Last year, I read Every Heart a Doorway and it spoke to me on a level that very few books have. For being as short as it is, there was something that touched my soul in that book. And I’ve recommended it far and wide since then. Considering all the feels I had for that book, I know it’s a little strange that I waited almost a year to read the “next” book. Though technically this one is more a prequel. And really it can be read as a standalone anyways. Regardless, here we are – I made sure to get to it in October because I knew it would be a little darker. And really this is about the level of “scary” that I can handle, which is to say really not much. It is a the perfect amount of gloomy though. Anyways, I’ll get to that!
“…there were a hundred, a thousand, a million different ways to be a girl, and […] all of them were valid…”
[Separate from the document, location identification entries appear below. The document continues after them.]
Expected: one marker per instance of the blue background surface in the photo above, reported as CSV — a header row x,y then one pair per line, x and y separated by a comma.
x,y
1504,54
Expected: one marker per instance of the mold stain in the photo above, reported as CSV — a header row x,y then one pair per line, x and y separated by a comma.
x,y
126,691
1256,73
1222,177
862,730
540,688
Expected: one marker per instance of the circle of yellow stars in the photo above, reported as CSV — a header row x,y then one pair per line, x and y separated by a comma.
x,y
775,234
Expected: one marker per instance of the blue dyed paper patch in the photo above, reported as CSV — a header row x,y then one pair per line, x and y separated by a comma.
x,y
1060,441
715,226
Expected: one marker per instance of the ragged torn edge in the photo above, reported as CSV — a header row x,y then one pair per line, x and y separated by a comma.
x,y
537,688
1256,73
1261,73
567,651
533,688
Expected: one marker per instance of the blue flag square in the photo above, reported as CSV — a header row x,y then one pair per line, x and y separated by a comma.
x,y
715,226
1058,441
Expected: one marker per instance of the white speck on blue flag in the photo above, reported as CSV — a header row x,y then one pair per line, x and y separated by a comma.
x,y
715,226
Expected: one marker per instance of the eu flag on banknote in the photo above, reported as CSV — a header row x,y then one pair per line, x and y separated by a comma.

Down Among the Sticks and Bones is the background story of the twins Jack and Jill, two of the main (and most dramatic) characters from Every Heart a Doorway. We start with a glimpse of their childhood and early life. A look that explains, no question, why their “door” opened for them when they were twelve. And after they choose to enter and become residents in the Moors, we watch as the next 5 years of their lives pass. We see them have a chance to make choices based on what they truly want, who they truly are, and not who they were molded to be by their parents. But at the same time we see how those early experiences have marked them, for life, and shape the choices they think they’re making for themselves. It’s incredibly, heartbreakingly, meaningful and symbolic.
First, let me just talk about the writing. McGuire has mastered the art of the fairy tale-like storytelling voice. It’s got that “I’m the teller of this tale” narrator type POV style that is a little bit didactic and also simultaneously fantastical and moral (in the sense that there is a clear moral and the story is meant to teach it to you). It has that same transporting feel that any fairy tale gives you; it’s there in a much darker way, but that doesn’t take away the sense of wonder you get as you read. I don’t know how she walked that line, but it was so very cool. Honestly, I loved the way she built the atmosphere and told the tale with the exact opposite of the happily ever after trope. All in all, nicely gothic. (However, take heart, if you’ve read Every Heart a Doorway, you know the twins story ends with their very own perfectly twisted happily ever after.) Plus, there are clear references to/restructurings of the myths around Dracula and Frankenstein. The way they are recognizable but recreated adds a little extra fun to the reading experience. And last, the way that gender and sexuality are fluidly and open-mindedly addressed, like (as it should be) anything goes and is the norm, is one of my favorite things about the writing in this little series. It continues here in beautifully accepting form.
The other thing I love is reminiscent of what hit home for me in Every Heart a Doorway. I felt like the message in that book was one for anyone who has ever felt like they don’t belong – in their skin, in society, in their family, anywhere. It offered an escape and a message of hope that you are not alone and that there is somewhere out there where you can belong (or at least “not belong” together). That message is continued with strength here. The sarcasm and clear disdain for gender stereotypes, unreasonable parent/societal expectations, caring too much about appearance (and changing everything to meet those expectations/appearances) literally warmed my soul. Like, I heated up while reading it – out of anger at Jack and Jill’s parents, a little, but also out of fuzzy appreciation in my heart for the way McGuire addressed/handled these topics. Honestly, the first parts, before Jack and Jill go through the door, held so many deep truths. It was frustrating and beautiful in equal measure. For being so short, the number of important themes and messages about nature vs nurture and the importance of being allowed to naturally grow into who you are, and how deep the need to love/be loved for that runs (for everyone, though is manifests differently for us all), is astounding.
Same as before, the profundity of feeling McGuire packs into in these short novels just gets me. I love them so much and I am so glad that she is continuing to write more. I said this with the last one and I’ll say it again for this one – read this book. It is so, so worth it.
“I can be easy, when standing on the lofty shores of adulthood, not to remember that every adult was once a child, with ideas and ambitions of their own. It can be easy, in the end, to forget that children are people, and that people will do what people will do, consequences be damned.”
“The thought that babies would become children, and children would become people, never occurred to them. The concept that perhaps biology was not destiny, and that not all little girls would be pretty princesses, and not all little boys would be brave soldiers, also never occurred to them.”
“The trouble with denying children the freedom to be themselves – with forcing them into an idea of what they should be, not allowing them to choose their own paths – is that all too often, the one drawing the design knows nothing of the desires of their model.”
“Children have preferences. The trouble comes when they, as with any human, are denied those preferences for too long. […] Having half of everything she wanted denied to her for so long had left her vulnerable to them…”
“A single revelation does not change a life. It is a start.”